Request(GET, "/api/users")
    .header(name: "Auth", value: token)
    .timeout(duration: 30s)
    .send()

Interaction with Existing Rules

Function Variables

Calls through function variables already allow positional (param names unknowable):

let f = x -> x + 1
f(5)  // Already allowed

The _ feature is for direct calls to make them optionally positional.

Type Conversions

Type conversions (int, float, str, byte) already allow positional.
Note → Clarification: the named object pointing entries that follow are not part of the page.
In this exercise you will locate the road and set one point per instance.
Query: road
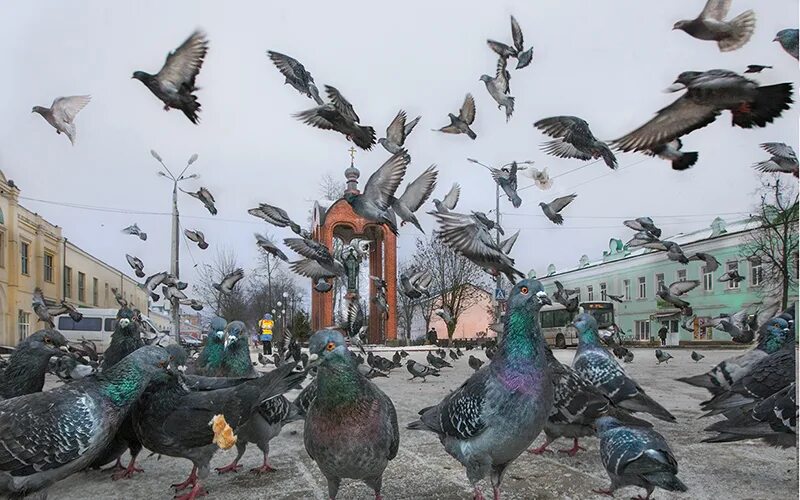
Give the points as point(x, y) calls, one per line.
point(422, 470)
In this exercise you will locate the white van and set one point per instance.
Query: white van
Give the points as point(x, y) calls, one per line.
point(97, 325)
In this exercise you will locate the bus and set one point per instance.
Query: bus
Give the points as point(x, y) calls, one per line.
point(556, 322)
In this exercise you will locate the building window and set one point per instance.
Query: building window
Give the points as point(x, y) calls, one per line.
point(23, 324)
point(81, 287)
point(24, 249)
point(642, 330)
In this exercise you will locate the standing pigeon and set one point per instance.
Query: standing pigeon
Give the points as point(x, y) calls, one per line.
point(460, 124)
point(634, 456)
point(783, 159)
point(708, 94)
point(351, 426)
point(295, 74)
point(205, 196)
point(397, 131)
point(551, 210)
point(174, 84)
point(788, 39)
point(711, 25)
point(48, 436)
point(338, 114)
point(497, 413)
point(599, 367)
point(196, 236)
point(498, 87)
point(573, 139)
point(62, 112)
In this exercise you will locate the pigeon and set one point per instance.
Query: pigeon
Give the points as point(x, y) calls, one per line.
point(374, 202)
point(474, 362)
point(49, 436)
point(417, 192)
point(671, 151)
point(711, 25)
point(467, 237)
point(225, 287)
point(498, 88)
point(174, 84)
point(196, 236)
point(783, 159)
point(296, 75)
point(634, 456)
point(756, 68)
point(708, 94)
point(450, 200)
point(318, 262)
point(573, 139)
point(205, 196)
point(61, 114)
point(788, 39)
point(397, 131)
point(420, 370)
point(460, 124)
point(598, 366)
point(552, 210)
point(136, 264)
point(662, 357)
point(496, 414)
point(360, 445)
point(134, 230)
point(338, 114)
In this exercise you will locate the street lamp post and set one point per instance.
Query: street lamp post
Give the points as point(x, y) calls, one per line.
point(175, 254)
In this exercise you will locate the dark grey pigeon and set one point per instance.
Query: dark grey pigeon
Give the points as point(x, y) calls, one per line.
point(397, 131)
point(295, 74)
point(338, 114)
point(496, 414)
point(708, 94)
point(711, 25)
point(460, 124)
point(573, 139)
point(174, 84)
point(634, 456)
point(48, 436)
point(551, 210)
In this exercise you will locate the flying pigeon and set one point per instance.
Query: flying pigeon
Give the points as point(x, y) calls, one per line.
point(711, 25)
point(374, 202)
point(134, 230)
point(296, 75)
point(136, 264)
point(707, 95)
point(196, 236)
point(551, 210)
point(783, 159)
point(788, 39)
point(460, 124)
point(573, 139)
point(397, 131)
point(174, 84)
point(61, 114)
point(498, 87)
point(205, 196)
point(488, 421)
point(338, 114)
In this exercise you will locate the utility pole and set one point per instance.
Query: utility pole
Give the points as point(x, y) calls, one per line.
point(174, 269)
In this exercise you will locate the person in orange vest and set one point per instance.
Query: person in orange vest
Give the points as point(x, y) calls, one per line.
point(265, 325)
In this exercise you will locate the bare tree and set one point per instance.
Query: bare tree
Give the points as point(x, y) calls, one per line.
point(775, 243)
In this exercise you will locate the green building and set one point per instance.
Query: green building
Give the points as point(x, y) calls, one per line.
point(636, 274)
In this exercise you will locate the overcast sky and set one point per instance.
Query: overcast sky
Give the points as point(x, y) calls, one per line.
point(605, 61)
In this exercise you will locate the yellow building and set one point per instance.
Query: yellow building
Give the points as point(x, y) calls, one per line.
point(35, 253)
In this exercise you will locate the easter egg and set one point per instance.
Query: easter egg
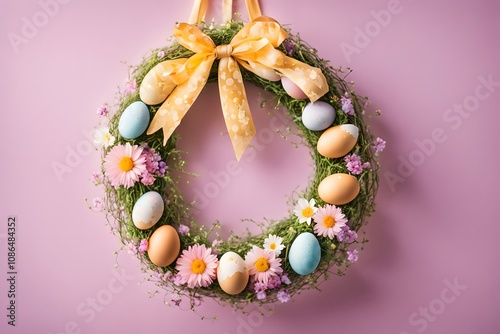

They could be thought of as having anonymous parameters:

// Conceptually:
@int (_ x: T) -> int
@str (_ x: T) -> str

Adding Parameters

Adding a named parameter to a function with anonymous parameters is still non-breaking if it has a default:

// v1
@fetch (_ url: str) -> Response

// v2 - non-breaking
@fetch (_ url: str, timeout: Duration = 30s) -> Response

// Existing calls still work:
fetch("https://api.com")

Tradeoffs

CostMitigation
Slightly more complex grammar_ name is intuitive
Function author decides, not callerExplicit opt-in is good API design
Could be overusedCode review; naming conventions
Multiple _ params can be confusingDiscourage via style guide

When NOT to Use Anonymous Parameters

// BAD: Multiple anonymous params with similar types
@send (_ from: str, _ to: str, _ body: str) -> void
send("alice", "bob", "hello")  // Which is which?!

// GOOD: Use named params for clarity
@send (from: str, to: str, body: str) -> void
send(from: "alice", to: "bob", body: "hello")

Guideline: Use _ for single-parameter functions or when the meaning is obvious from context/position.


Implementation

Parser Changes

  1. Update parameter parsing to recognize '_' IDENTIFIER ':' type
  2. Store a flag on parameters indicating anonymous
  3. During call resolution, check if positional is allowed

Type Checker Changes

  1. For Call (positional) expressions, check if the callee function has anonymous parameters
  2. If all used positions have anonymous parameters, allow
  3. Otherwise, emit E2011 “named arguments required”

Files to Update

  • compiler/ori_ir/src/ast/items/functions.rs — Add anonymous: bool to Param
  • compiler/ori_parse/src/grammar/item.rs — Parse _ name: type
  • compiler/ori_typeck/src/infer/call.rs — Check anonymous params
  • docs/ori_lang/v2026/spec/08-declarations.md — Document syntax
  • CLAUDE.md — Update quick reference

Future Considerations

Shorthand for Single Anonymous Param?

Could allow omitting the internal name for single params:

@double (_: int) -> int = _ * 2  // _ refers to the single param

This would require _ to be a valid expression referring to the anonymous parameter. Deferred for simplicity.

IDE Support

IDEs could show parameter hints even for anonymous params:

double(▌5▐)
       └── n: int

Summary

Allow _ name: type syntax for parameters to indicate positional arguments are accepted:

  • @double (_ n: int) -> int — can call as double(5) or double(n: 5)
  • Library authors opt into positional where it makes sense
  • Named arguments always work as fallback
  • Familiar _ convention from Rust, Swift, Go
  • Simple implementation: flag on parameters

The feature provides an escape hatch for verbosity while preserving Ori’s default of self-documenting named arguments.